Background: The treatment of acute myeloid leukemia (AML) in older and/or unfit patients consists of a combination of a hypomethylating agent (HMA), such as decitabine and azacitidine, with venetoclax, which can be safely administered in the ambulatory setting. In this study, we aimed to compare the outcomes of the treatment of patients with AML who received chemotherapy with venetoclax and an HMA in an ambulatory setting at an academic center or at a community practice with academic center support.
Methods: This was a retrospective review of patients with de novo or relapsed/refractory AML treated with a combination of venetoclax and either decitabine or azacitidine between February 2018 and June 2023. Patients were included if they received treatment at an academic center or if they received their treatment at a community practice with ongoing consultation at an academic center. Drugs were administered per the standard of care and local practice. The primary objective was to evaluate the overall response rate (ORR). Secondary objectives were to evaluate differences in chemotherapy management between locations, potential socioeconomic disparities, and to identify adverse events that affect the dosing or administration of therapy.
Results: A total of 129 patients received venetoclax plus HMA for AML for a minimum of one cycle as seen in table 1. Of these patients, 77 (60%) received treatment at an academic center, and 52 (40%) received treatment in the community setting. The average age at treatment initiation was 67 years. Disease risk was stratified according to the 2022 European LeukemiaNet (ELN) guidelines. While not statistically significant, there was a tendency for more patients at the academic center to have adverse risk disease (77.9% vs. 69.2%, p=0.364). They were also more likely to have had exposure to a previous HMA (n=10 vs. n=7, p=1) and prior AML treatment (n=20 vs. n=17, p=0.529). Additionally, patients were more likely to have been diagnosed with secondary AML in an academic setting (n=29 vs. n=18, p=0.868). In a multivariate Cox regression model, patients in the middle- and high-income groups, defined as a median household income greater than $52,000, had a 17% lower relative risk regarding survival probability than those in the lower-income group (HR=0.83, 95% CI 0.39-1.73, p=0.622). Overall, patients in the academic setting had a 33% higher relative risk regarding survival probabilities than the community-treated with covariate consideration of performance status, ELN risk, poverty status and exposure to prior-treatments (HR=1.33, 95% CI 0.78-2.26, p=0.285). The OS of all patients was 9.67 months (95% CI 8.33-12.7), with no significant difference between the groups as seen in figure 1. Additionally, the overall response rates (ORR) of the two groups were similar at 38.5% (n=20) and 35.1% (n=27) in community and academic settings, respectively. The complete remission (CR) rate in the community was 11%, while there was an increase of 18% in the academic setting. There were also increased CR rates in the academic compared to the community setting after cycle 1 (4.7 vs. 2.9%, p=0.33), cycle 2 (11.1 vs. 4.8%, p=0.858), and cycle 3 (18.2 vs. 0%, p=0.27). Adverse events in the study were similar except for increased rates of fatigue in the academic setting (76.6% vs. 55.8%, p=0.021). Only 67% of patients underwent a bone marrow biopsy after cycle 1 in the community versus 83% in the academic setting (p=0.101). Lastly, 67% of patients underwent dose reduction with the decitabine with venetoclax regimen in the community setting versus 31% in the academic setting (p=0.012).

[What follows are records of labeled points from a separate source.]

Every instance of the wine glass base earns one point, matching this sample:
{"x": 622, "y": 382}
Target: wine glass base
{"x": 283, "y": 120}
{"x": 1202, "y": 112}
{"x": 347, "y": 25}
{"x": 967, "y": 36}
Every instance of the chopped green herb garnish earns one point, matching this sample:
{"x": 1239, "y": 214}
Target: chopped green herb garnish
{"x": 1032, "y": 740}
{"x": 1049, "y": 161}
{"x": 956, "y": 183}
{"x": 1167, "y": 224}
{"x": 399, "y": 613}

Conclusion: This study shows that the use of venetoclax plus HMA allows patients to safely receive AML treatment in the community with support from an academic center. Although there are some significant differences in management, such as increased rates of dose reduction in the community setting, the OS and ORR are similar. However, CR rates remain lower in the community setting. It is important to note that the patients in our study, who were treated at an academic center, had disease characteristics that were more resistant to treatment. Ultimately, this study identifies our efforts in creating community partnerships. Our goal is to further evaluate this partnership with quality improvement projects to bridge the gap in AML care between the community and academic practices.
Disclosures
El Chaer:PharmaEssentia: Research Funding; DAVA Oncology: Other: Travel grant; BioSight: Research Funding; Fibrogen: Research Funding; Celgene: Research Funding; Bristol Myers Squib: Research Funding; Amgen: Consultancy, Research Funding; Novartis: Research Funding; MEI Pharma: Research Funding; Arog Pharmaceuticals: Research Funding; Association of Community Cancer Centers: Consultancy; Sanofi: Research Funding; Sumitomo Pharma Oncology: Consultancy, Research Funding. Reed:Amgen: Research Funding. Keng:Amgen: Research Funding.